A43G-0376
Benchmarking Climate Model Top-of-atmosphere Radiance in the 9.6 Micron Ozone Band Using TES and IASI Observations

Thursday, 17 December 2015
Poster Hall (Moscone South)
Le Kuai1, Helen Marie Worden2, Kevin W Bowman3, Pierre-Francois Coheur4, Stamatia Doniki5, Jessica L. Neu6, Susan Sund Kulawik6, Drew T Shindell7, Andrew J Conley2, J F Lamarque2 and Gregory Faluvegi8, (1)University of California Los Angeles, Los Angeles, CA, United States, (2)National Center for Atmospheric Research, Boulder, CO, United States, (3)Jet Propulsion Laboratory, Pasadena, CA, United States, (4)Université Libre de Bruxelles, Spectroscopie de l'Atmosphère, Service de Chimie Quantique et Photophysique, Brussels, Belgium, (5)Université Libre de Bruxelles, Brussels, Belgium, (6)NASA Jet Propulsion Laboratory, Pasadena, CA, United States, (7)Duke University, Durham, NC, United States, (8)NASA Goddard Institute for Space Studies, New York, NY, United States
Abstract:
Biases of present day top-of-atmosphere (TOA) flux for the 9.6 micron ozone band predicted by IPCC chemistry-climate models have never been evaluated with measurements. Ozone band TOA flux biases impact the estimates of ozone radiative forcing (RF) from pre-industrial to present day. Satellite measurements of TOA radiances and ozone profiles allow evaluation of the performance of chemistry-climate models for both TOA flux and Instantaneous Radiative Kernels (IRK), which give the sensitivity of TOA flux to changes in the vertical distribution of atmospheric state, e.g. tropospheric ozone, water or temperature.

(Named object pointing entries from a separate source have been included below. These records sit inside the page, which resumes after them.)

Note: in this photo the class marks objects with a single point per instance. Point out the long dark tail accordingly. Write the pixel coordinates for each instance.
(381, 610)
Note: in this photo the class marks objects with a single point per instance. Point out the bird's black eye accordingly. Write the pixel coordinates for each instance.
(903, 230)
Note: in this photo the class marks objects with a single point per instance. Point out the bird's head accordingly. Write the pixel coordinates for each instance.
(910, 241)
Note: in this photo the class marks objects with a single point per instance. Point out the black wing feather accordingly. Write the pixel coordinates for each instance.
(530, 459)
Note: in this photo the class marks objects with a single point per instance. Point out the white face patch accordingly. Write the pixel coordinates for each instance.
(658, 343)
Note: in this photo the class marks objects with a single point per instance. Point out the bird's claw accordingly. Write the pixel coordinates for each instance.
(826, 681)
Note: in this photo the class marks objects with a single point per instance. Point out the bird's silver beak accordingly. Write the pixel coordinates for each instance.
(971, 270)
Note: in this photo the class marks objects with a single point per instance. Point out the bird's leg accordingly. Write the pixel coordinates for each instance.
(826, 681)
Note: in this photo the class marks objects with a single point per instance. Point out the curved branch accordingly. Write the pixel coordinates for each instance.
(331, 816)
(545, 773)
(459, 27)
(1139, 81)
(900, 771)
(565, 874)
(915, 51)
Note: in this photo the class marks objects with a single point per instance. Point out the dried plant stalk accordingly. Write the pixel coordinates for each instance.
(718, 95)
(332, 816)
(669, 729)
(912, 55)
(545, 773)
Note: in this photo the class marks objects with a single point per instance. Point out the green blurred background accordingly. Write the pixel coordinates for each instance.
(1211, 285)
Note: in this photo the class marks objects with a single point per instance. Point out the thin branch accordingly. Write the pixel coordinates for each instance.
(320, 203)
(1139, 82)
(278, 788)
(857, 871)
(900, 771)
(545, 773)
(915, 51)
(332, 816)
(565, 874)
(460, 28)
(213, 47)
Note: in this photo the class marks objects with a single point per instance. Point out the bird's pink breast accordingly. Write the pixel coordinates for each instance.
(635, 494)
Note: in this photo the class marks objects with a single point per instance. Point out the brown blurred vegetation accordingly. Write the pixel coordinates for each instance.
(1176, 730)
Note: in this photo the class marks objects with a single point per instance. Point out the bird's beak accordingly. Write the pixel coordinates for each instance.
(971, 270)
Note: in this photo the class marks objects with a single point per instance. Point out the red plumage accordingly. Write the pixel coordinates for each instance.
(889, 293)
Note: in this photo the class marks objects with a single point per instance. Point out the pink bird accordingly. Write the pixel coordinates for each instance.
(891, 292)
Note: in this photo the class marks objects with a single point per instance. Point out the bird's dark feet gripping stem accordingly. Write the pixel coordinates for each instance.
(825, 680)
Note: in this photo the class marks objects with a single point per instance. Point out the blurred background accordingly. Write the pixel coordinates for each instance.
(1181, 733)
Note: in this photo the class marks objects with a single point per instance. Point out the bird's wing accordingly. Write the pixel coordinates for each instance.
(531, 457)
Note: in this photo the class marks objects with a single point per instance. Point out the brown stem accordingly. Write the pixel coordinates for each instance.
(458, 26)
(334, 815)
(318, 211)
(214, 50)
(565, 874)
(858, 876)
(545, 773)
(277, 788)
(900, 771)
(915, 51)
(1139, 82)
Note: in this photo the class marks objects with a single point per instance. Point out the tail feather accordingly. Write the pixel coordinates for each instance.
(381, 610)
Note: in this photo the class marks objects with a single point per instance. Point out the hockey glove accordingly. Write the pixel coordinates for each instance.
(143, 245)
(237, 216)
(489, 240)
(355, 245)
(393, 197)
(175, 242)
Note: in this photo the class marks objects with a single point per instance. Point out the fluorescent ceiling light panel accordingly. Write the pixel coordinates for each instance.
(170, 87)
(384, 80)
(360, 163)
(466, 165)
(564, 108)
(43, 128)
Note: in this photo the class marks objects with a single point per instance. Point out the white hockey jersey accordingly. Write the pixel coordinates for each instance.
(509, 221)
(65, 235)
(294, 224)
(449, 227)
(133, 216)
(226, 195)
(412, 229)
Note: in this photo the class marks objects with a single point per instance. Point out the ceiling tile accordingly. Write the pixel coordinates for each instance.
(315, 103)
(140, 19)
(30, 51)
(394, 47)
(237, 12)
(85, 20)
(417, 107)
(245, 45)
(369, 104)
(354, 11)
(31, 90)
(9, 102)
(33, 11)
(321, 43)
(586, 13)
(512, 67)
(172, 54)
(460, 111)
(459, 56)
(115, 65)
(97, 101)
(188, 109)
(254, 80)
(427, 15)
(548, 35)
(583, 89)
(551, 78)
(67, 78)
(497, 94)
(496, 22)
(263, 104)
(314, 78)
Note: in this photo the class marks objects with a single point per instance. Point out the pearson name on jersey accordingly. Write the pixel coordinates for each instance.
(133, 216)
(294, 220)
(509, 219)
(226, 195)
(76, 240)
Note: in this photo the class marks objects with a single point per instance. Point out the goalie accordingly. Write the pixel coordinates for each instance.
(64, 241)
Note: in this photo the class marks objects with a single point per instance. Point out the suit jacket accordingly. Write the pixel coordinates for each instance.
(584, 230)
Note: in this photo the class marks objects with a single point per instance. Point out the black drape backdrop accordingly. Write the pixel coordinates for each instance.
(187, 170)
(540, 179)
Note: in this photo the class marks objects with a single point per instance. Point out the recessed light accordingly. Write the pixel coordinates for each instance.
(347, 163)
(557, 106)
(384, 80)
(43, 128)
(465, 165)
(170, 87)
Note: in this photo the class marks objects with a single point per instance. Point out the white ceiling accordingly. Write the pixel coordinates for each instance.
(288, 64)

We compute the ozone band flux and IRK from Aura-TES and MetOP-IASI spectral radiance measurements. The new version of IRKs from TES have been upgraded from the single-angle anisotropy approximation to the more accurate 5-angle Gaussian quadrature integration method and the IRKs are expanded for quantities other than ozone, such as water vapor, temperature, and cloud at this ozone band. These IRKs can be used to attribute changes in ozone band flux to vertical changes in ozone, water vapor and atmospheric temperature, which will help to assess the feedback from vertical changes in the hydrological cycle on the ozone RF. We present comparisons of satellite observed TOA ozone band fluxes and IRKs with RRTMG (Rapid Radiative Transfer Model-GCM applications) in the NCAR CAM-chem chemistry/climate model and with the GISS radiative transfer model. TES observations of ozone and its radiative effect will be used to evaluate the Atmospheric Chemistry Climate Model Intercomparison (ACCMIP) and the Chemistry Climate Model Initiative (CCMI) ensembles in terms of their simulated tropospheric ozone distributions, their effect on TOA flux, and their predictions of future ozone forcing.